Lake O Livelihoods: Retired roofer runs veggie oasis in a food desert

MOORE HAVEN — Anybody who’s driven through town on U.S. 27 in the past several years might know who Mr. Bean is. He’s the smiling oldish guy seen in the same spot, all morning and into the afternoons, on midweek days from September through May, selling fresh vegetables from the back of his truck at the corner of 10th Street.

Retired roofer Gary Bean, who first started coming to Florida as a 21-year-old Ohioan in 1960 and moved here permanently in ’68, doesn’t have any sign-wavers on the road beckoning folks to stop; he doesn’t need to. You’ll often see him reclined in a lawn chair under a tarp next to his truck, reading a newspaper or magazine and not bothering a soul but just waiting for the area’s fresh-veggie lovers to stop by.

Lake Okeechobee News/Chris Felker
Eighty-year-old Gary Bean brings a load of fresh fruits and vegetables from Immokalee as many as three days a week during season to sell to his neighbors in Moore Haven.

And there are plenty of them, who have kept him coming back season after season for about the last six years.

“I’ve been here in Moore Haven for about, close to 30 years,” he said. “Came up from Hollywood to get out of the rat race down there. I’ve been around elsewhere … Lakeport, south down near Plantation, but I’ve been here for a lot of years.”

Few other places to find it
Business has been pretty decent for him, too. “There’s really nowhere else (close by) to buy them. The Dollar General sells a little bit…” of produce, Mr. Bean said, not bothering to add a “but.” The locals like the produce he brings to the area, it’s plain.
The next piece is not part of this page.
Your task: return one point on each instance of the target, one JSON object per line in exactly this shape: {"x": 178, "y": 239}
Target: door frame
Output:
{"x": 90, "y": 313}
He doesn’t grow his own but travels down to Immokalee, which is in the midst of hundreds of acres of farmland in southern Hendry County. The growers in the area are known for producing some of the tastiest vegetables available in South Florida, so they’re widely available down there. When they are not growing them, much produce is readily available from other regions of America with different growing seasons.
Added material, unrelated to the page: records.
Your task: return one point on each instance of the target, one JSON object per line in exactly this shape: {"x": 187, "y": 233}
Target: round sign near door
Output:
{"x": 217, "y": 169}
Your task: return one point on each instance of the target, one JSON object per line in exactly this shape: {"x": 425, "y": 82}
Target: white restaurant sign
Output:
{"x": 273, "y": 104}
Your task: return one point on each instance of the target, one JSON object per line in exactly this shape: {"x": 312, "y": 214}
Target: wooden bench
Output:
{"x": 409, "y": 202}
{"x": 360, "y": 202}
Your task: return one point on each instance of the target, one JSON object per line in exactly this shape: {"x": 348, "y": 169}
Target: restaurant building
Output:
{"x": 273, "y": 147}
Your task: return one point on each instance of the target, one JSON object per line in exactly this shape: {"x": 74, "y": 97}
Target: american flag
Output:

They’re all homegrown, but “they get them from everywhere. It’s a big growing area in season, but a lot of stuff is not in season right now in Florida.”

Busy times do come and go all year but even during season, Mr. Bean says, though it doesn’t vary all that much from year to year, he thinks.

“The season means a lot, too, because you’ve got a lot of RV parks around here; snowbirds come down, and you’ve got more people around. Matter of fact, I go up into a couple of the parks up here in the season and set right up in the parks,” where, he said, “a lot of Canadians” winter.

He doesn’t believe his current business is very tied to the fortunes of Lake Okeechobee, but the heavier traffic during winter and the fishing tournament season definitely brings him more sales. Every year, he’ll knock off for a few months during the sweltering South Florida summers, though.

“Oh yeah,” he said when asked, “this year, all of June, all of July and all of August” he was nowhere to be found, Mr. Bean chuckled.

Like many folks who live around here, he has fond memories of spending peaceful time on Lake Okeechobee.

“I’ve kind of gotten away from it now that I’ve got older, but I’ve fished the lake an awful lot, and all the canals that go into the lake. The fishing is not near as good as it used to be, at all, not near as good. And I don’t know whether that’s pollution or … the fish are here year after year, but it seems like they get harder to find.”

He remembers how everything changed when the U.S. Army Corps of Engineers straightened out the Kissimmee River decades ago and made it more of a canal. “Then they had to put it back … because of the drainage issues and lack of filtering native marine grasses and such species,” he said. Mr. Bean also does object to the herbicide spraying that’s been done along the shores of the lake because it does kill fish habitat, he says. He likes the idea of mechanical harvesting of the plant overgrowth and/or invasive species, and perhaps recycling the biomass.

Queried about his memories of being a roofer in South Florida, he said: “I’ve been here for a lot of hurricanes … They call most of those roofers — they come from out of town, out of state — ‘roofers from hell.’ They gave the local people, hometown roofers a bad name.”

He was one super-busy guy after Hurricane Andrew in 1992. It took out much of everything standing in Homestead and did massive damage in a whole lot of Miami suburbs and exurbs and, of course, in the upper Florida Keys.

And then South Florida counties got a much more stringent building code. “That’s where it came from, after Andrew … they got strict after that,” said Mr. Bean.

Had to ask, “How old are you, sir?”

“I just turned 80 the other day. September the 2nd when Dorian was going to hit … I’d rather have a birthday party!”

But he was ready for it. “Bye-bye, hurricane, and Happy Birthday to me,” he laughed.

He noted that everybody did seem better prepared for Hurricane Dorian, had it come this way. We spoke on Sept. 10, a week after everyone was able to breathe again.

He took care of business, just in case. But hurricanes don’t scare him much.